Dans un contexte où la mobilisation des réseaux reste le moyen le plus sûr de trouver un emploi, fréquenter un espace de coworking peut faire toute la différence. Maxime l’a bien compris. Alors qu’il vient tout juste de sortir d’une école de commerce, son abonnement à Mutinerie lui a valu de conduire sa première mission dans la gestion de projet web : « Je n’ai pas eu à envoyer le moindre CV, raconte-t-il. Ici, on a le temps de connaître les gens avant de travailler avec eux. Le fait de se fréquenter vaut tous les entretiens d’embauche. »
Sorti vacciné d’une expérience professionnelle en grande entreprise, Glenn, 29 ans et fondateur d’une société de développement et de conseil en informatique libre, confirme : « outre l’aspect stimulant et convivial du lieu, l’un des gros avantages des coworking spaces est la mutualisation des réseaux. Beaucoup de gens arrivent ici avec des carnets d’adresse bien fournis dans leur domaine d’activité. Ça a une valeur qui dépasse de très loin le prix de l’abonnement mensuel. »
Les opportunités de collaboration sont d’autant plus nombreuses que Mutinerie agrège des professionnels d’horizons très divers. Cette pluridisciplinarité débouche sur deux types de relations professionnelles entre coworkers : ils deviennent soit partenaires, soit clients et prestataires. Elle leur permet aussi de confronter la validité de leurs projets, et de les nourrir d’exemples empruntés à d’autres sphères.
Un laboratoire du travail « liquide » ?
Ces nombreux atouts expliquent l’essor spectaculaire des espaces de coworking : 2200 d’entre eux se sont créés dans le monde en 5 ans, et leur nombre a cru de 271% en Europe au cours des seules deux dernières années, selon le magazine deskmag. Ainsi en France, on compte pas moins de 100 projets…

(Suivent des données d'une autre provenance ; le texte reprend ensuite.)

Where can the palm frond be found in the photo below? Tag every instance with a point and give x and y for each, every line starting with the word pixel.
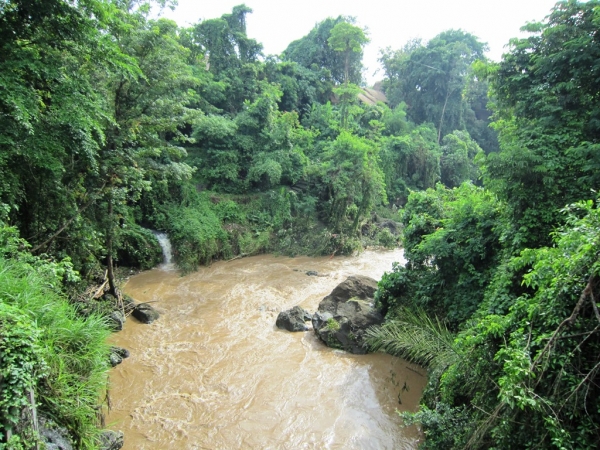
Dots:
pixel 417 338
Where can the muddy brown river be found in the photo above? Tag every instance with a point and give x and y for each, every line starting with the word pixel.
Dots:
pixel 215 373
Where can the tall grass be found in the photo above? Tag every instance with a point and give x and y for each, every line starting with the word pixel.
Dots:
pixel 74 350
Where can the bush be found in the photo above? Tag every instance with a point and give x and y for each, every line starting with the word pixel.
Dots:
pixel 196 234
pixel 62 356
pixel 138 247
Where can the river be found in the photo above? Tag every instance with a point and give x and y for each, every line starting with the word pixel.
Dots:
pixel 215 373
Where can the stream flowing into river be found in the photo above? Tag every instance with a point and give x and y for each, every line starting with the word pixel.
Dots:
pixel 215 373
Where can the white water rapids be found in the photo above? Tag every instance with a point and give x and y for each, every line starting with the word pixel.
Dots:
pixel 215 373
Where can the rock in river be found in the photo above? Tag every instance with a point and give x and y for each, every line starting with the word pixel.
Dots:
pixel 145 313
pixel 293 319
pixel 346 313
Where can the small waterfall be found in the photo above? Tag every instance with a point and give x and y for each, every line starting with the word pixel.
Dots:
pixel 165 244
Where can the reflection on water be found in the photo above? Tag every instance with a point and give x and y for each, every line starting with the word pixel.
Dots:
pixel 214 372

Ces nouveaux tiers-lieux constituent-ils pour autant un modèle généralisable ? Si les indépendants et les entrepreneurs plébiscitent la formule, Xavier reconnaît que les salariés sont quasi inexistants à Mutinerie… Pour l’instant, les coworking spaces profitent surtout aux grands bénéficiaires de la « révolution digitale » : ceux que leur niveau d’éducation et leur aisance relationnelle arme particulièrement bien pour affronter les mutations contemporaines du travail. En phase avec le management par projet, les coworking spaces sont d’une certaine manière aux avant-postes d’un univers professionnel de plus en plus « liquide », où le réseau, avec ce qu’il a de foncièrement inégalitaire, conditionne l’accès à l’emploi. Même s’il est encore une figure marginale, le coworker pourrait en somme dessiner le nouveau visage du travailleur dans les sociétés contemporaines : nomade, autonome, flexible, connecté, mais aussi précaire.